# Monte Carlo Methods
This notebook recreates the classic card game Blackjack and trains an agent to play effectively using Monte Carlo Methods.

In [6]:
%matplotlib notebook
import random
import numpy as np
from copy import deepcopy
import gym
import torch
from collections import namedtuple, defaultdict
import matplotlib.pyplot as pp

In [7]:
env = gym.make('Blackjack-v0')
seed = 1412343214
torch.manual_seed(seed)
env.seed(seed) 
print('Initialized seeds')

Initialized seeds


In [8]:
State = namedtuple('State', ['hand', 'dealer', 'usable_ace'])
StateAction = namedtuple('StateAction', ['s', 'a'])
StateActionReward = namedtuple('StateActionReward', ['s', 'a', 'r'])
Outcome = namedtuple('Outcome', ['state', 'reward', 'is_over', 'empty'])

class BlackJackPolicy:
    def __init__(self):
        # state: [(action, prob), (action, prob)]
        self.p = defaultdict(lambda: [(True, 0.5), (False, 0.5)])
        
        # state.action.(sum, count) of post rewards
        self.Q = defaultdict(lambda: defaultdict(lambda: (0, 0)))
    def action(self, state, greedy=False):
        if greedy:
            return max(self.p[state], key=lambda x: x[1])[0]
        else:
            actions = [a[0] for a in self.p[state]]
            probabilities = [p[1] for p in self.p[state]]
            return random.choices(actions, probabilities)[0] # Weighted action
    
    def get_policy(self):
        #usable_ace_f.append((state, max(actions, key=lambda x: x[1])[0]))
        policy = {}
        for state, actions in self.p.items():
            policy[state] = max(actions, key=lambda x: x[1])[0]
        return policy
    def get_state_action_p(self, state, action):
        actions = self.p[state]
        for a,p in actions:
            if a == action:
                return p
        assert('Should never reach here')
            

def episode(policy):
    env.reset()
    finished = False
    state_action_pairs = []
    while not finished:
        state = State(*env._get_obs())
        action = policy.action(state)
        outcome = Outcome(*env.step(action))
        
        state_action_pairs.append(StateActionReward(state, action, outcome.reward))
        finished = outcome.is_over

    return state_action_pairs

## On Policy First-Visit Monte Carlo Control (for epsilon-soft policies)
Estimates optimal policy by generating episodes from the starting state. 'On Policy' refers to using the same policy to guide actions and generate behavior.

In [9]:
def train(epsilon=0.1, iterations=1000):
    policy = BlackJackPolicy()
    Q = policy.Q
    
    for i in range(int(iterations)):
        if i % 100000 == 0 and i > 0:
            print(f'Progress: {int(i * 100 / iterations)}%', end="\r")

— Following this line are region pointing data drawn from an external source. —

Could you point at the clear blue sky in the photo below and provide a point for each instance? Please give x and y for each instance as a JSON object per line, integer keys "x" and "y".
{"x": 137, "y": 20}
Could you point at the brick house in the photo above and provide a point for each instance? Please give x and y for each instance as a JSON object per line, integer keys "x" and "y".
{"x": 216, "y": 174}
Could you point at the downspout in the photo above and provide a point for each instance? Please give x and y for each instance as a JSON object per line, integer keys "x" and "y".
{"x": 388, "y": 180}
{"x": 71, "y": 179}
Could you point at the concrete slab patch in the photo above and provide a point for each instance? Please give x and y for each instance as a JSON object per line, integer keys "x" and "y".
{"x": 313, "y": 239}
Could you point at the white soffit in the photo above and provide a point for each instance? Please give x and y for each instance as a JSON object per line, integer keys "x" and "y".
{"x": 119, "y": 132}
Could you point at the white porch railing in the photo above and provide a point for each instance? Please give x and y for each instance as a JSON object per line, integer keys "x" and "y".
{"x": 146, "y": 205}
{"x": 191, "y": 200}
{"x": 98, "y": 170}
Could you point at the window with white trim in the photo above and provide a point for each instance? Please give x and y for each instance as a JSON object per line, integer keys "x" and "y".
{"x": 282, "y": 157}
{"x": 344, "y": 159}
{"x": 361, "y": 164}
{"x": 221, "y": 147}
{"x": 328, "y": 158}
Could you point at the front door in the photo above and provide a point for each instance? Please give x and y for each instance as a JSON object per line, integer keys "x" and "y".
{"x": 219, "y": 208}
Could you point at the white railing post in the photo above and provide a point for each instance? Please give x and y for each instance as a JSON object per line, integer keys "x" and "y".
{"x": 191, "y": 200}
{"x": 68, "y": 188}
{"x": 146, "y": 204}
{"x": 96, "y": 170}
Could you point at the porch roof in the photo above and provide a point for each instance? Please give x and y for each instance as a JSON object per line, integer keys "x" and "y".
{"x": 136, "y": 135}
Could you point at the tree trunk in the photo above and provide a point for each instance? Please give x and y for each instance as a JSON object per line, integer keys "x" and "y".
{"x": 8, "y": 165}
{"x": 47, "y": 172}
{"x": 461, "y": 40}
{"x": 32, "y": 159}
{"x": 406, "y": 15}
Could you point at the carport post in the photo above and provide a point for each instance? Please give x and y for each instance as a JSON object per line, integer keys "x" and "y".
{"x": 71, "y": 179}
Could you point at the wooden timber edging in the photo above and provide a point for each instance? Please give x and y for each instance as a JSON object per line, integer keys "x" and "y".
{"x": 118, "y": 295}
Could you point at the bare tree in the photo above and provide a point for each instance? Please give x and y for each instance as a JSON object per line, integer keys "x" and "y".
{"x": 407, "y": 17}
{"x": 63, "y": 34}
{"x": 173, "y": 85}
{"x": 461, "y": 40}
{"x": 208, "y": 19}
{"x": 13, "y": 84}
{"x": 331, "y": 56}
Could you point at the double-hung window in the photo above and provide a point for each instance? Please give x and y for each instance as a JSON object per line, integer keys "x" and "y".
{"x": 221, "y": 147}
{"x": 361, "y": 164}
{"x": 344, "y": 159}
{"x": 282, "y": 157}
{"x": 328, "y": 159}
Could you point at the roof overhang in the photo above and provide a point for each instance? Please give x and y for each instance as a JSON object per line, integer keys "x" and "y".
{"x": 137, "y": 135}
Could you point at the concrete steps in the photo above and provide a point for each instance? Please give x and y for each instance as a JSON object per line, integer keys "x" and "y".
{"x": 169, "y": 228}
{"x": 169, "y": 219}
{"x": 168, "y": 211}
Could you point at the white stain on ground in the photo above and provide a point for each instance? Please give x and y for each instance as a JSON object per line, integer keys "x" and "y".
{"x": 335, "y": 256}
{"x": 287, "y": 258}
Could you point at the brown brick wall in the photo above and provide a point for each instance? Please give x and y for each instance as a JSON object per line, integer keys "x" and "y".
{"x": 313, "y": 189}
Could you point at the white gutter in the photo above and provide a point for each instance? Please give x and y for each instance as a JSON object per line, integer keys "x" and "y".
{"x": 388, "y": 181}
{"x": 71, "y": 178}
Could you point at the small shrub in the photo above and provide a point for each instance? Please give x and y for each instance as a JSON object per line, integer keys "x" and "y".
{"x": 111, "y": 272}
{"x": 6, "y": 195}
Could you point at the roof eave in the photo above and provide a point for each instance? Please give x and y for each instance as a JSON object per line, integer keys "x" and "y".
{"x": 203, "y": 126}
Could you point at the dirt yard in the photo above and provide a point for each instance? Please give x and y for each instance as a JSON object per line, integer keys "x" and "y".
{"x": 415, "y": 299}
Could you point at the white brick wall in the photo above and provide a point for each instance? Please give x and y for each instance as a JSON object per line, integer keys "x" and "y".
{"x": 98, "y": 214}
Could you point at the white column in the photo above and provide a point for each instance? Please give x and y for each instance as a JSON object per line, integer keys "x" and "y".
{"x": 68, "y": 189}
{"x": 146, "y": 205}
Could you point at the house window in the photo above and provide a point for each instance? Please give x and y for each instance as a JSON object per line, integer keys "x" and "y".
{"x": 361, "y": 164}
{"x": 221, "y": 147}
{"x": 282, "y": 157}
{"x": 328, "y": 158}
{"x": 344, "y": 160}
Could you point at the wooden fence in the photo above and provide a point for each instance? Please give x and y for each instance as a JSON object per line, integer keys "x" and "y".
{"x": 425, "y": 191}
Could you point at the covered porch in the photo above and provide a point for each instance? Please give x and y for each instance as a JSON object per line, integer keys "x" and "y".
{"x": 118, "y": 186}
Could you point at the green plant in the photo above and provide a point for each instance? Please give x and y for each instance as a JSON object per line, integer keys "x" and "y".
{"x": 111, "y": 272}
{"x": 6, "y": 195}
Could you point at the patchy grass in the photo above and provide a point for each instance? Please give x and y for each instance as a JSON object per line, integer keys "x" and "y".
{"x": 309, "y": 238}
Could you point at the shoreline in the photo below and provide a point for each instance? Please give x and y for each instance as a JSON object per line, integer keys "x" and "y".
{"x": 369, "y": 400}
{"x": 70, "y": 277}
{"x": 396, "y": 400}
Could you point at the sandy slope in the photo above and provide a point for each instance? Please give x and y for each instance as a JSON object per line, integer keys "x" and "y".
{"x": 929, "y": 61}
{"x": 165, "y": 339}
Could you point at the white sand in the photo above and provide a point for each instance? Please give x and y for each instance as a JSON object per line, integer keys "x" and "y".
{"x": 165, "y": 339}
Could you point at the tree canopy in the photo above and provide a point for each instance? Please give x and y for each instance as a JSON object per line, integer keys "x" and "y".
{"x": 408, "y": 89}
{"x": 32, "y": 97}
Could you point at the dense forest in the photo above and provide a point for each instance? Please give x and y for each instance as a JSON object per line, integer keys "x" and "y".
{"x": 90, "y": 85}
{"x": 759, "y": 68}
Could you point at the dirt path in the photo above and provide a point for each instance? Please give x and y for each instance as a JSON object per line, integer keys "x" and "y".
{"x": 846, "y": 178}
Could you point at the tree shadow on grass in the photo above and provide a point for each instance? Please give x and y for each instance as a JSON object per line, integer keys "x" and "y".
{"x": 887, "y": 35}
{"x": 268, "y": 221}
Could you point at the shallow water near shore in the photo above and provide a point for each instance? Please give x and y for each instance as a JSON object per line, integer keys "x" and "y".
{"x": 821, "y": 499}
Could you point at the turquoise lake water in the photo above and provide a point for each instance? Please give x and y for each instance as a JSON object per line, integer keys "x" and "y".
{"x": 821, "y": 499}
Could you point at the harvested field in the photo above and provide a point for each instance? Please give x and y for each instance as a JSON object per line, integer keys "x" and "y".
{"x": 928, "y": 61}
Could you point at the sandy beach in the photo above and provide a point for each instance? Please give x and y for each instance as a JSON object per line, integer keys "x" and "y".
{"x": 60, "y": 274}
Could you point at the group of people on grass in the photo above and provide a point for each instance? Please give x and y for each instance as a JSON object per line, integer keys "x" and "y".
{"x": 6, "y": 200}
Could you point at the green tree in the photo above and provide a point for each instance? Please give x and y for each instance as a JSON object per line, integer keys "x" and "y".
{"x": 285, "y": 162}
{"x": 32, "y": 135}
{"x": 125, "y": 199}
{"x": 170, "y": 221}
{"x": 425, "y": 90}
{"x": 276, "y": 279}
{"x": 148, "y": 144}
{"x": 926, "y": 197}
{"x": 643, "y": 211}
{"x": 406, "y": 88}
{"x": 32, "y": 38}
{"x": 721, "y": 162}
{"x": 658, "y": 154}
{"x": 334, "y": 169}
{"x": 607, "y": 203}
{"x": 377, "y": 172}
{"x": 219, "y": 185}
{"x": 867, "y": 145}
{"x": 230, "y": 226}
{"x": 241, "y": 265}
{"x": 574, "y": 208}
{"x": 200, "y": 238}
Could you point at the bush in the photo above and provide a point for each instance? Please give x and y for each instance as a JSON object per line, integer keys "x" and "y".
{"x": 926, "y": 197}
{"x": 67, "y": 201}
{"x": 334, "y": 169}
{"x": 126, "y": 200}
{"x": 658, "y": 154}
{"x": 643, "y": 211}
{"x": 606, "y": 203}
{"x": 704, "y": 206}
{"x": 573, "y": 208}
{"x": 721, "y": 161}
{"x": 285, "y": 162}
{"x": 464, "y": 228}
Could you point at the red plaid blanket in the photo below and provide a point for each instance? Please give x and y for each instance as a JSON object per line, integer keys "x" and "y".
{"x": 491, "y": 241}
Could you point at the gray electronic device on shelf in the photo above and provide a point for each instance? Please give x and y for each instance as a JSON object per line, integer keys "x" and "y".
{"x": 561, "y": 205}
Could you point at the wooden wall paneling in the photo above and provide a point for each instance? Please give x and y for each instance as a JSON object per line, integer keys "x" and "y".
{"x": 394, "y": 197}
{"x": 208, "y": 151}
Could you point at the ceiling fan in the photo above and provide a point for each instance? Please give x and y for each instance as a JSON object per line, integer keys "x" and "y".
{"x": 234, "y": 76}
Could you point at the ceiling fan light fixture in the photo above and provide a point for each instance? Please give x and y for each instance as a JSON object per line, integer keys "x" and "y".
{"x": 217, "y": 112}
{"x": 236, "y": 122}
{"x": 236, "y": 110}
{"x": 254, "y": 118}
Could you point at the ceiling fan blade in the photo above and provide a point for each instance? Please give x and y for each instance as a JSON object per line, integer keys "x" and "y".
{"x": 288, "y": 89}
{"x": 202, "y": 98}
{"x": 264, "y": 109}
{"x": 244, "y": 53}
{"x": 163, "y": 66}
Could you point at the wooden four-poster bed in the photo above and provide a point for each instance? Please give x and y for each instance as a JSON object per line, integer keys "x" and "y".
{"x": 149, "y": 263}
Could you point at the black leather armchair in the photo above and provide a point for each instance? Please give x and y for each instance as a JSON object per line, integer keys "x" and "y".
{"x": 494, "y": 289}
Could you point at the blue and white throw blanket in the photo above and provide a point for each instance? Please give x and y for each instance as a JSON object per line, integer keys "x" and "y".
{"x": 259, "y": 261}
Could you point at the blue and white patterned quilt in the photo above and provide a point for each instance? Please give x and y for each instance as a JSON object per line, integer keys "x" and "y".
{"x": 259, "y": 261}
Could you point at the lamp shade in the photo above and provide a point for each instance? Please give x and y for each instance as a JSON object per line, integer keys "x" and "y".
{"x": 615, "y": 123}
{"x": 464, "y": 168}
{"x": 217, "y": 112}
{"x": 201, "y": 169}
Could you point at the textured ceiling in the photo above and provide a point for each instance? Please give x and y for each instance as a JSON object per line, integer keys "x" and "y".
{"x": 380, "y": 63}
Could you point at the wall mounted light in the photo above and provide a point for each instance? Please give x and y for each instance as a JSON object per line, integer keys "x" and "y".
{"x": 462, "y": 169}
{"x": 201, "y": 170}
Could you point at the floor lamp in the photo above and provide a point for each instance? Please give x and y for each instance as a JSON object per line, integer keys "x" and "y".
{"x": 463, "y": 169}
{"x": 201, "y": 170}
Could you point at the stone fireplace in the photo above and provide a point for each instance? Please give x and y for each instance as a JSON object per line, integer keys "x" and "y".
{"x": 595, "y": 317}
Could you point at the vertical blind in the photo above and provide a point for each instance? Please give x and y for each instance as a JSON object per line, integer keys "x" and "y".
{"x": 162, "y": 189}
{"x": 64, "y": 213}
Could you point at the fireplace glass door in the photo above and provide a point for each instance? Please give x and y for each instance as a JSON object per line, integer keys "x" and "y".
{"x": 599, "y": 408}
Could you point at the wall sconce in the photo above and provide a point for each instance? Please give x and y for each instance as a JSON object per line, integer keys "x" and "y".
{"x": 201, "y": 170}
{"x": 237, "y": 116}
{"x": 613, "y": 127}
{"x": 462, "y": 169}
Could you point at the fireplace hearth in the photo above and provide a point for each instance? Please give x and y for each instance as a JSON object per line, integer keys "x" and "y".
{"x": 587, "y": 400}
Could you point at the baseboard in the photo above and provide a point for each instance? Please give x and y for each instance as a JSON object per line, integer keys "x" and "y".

        ep_state_actions = episode(policy)                            # generate an episode
        for i,sar in enumerate(ep_state_actions):                     # iterate state-action-rewards in episode
            s = sar.s
            a = sar.a
            returns = sum(map(lambda x: x.r, ep_state_actions[i:]))   # sum of rewards that follows first occurrence
            Q[s][a] = ((Q[s][a][0] + returns), Q[s][a][1] + 1)        # update Q(s,a) sum of rewards and count

        for s in map(lambda sar: sar.s, ep_state_actions):
            a_star = max(Q[s], key=lambda a: Q[s][a][0] / Q[s][a][1]) # argmax action based on Q average
            p_a = 1 - epsilon + (epsilon / 2)                         # probability of best action
            p_na = epsilon / 2                                        # probability of all other actions (only 1 other)
            policy.p[s] = [(a_star, p_a), (not a_star, p_na)]         # update policy probability of action based on state
    return policy

In [5]:
optimal_policy = train(epsilon=0.15, iterations=1e7)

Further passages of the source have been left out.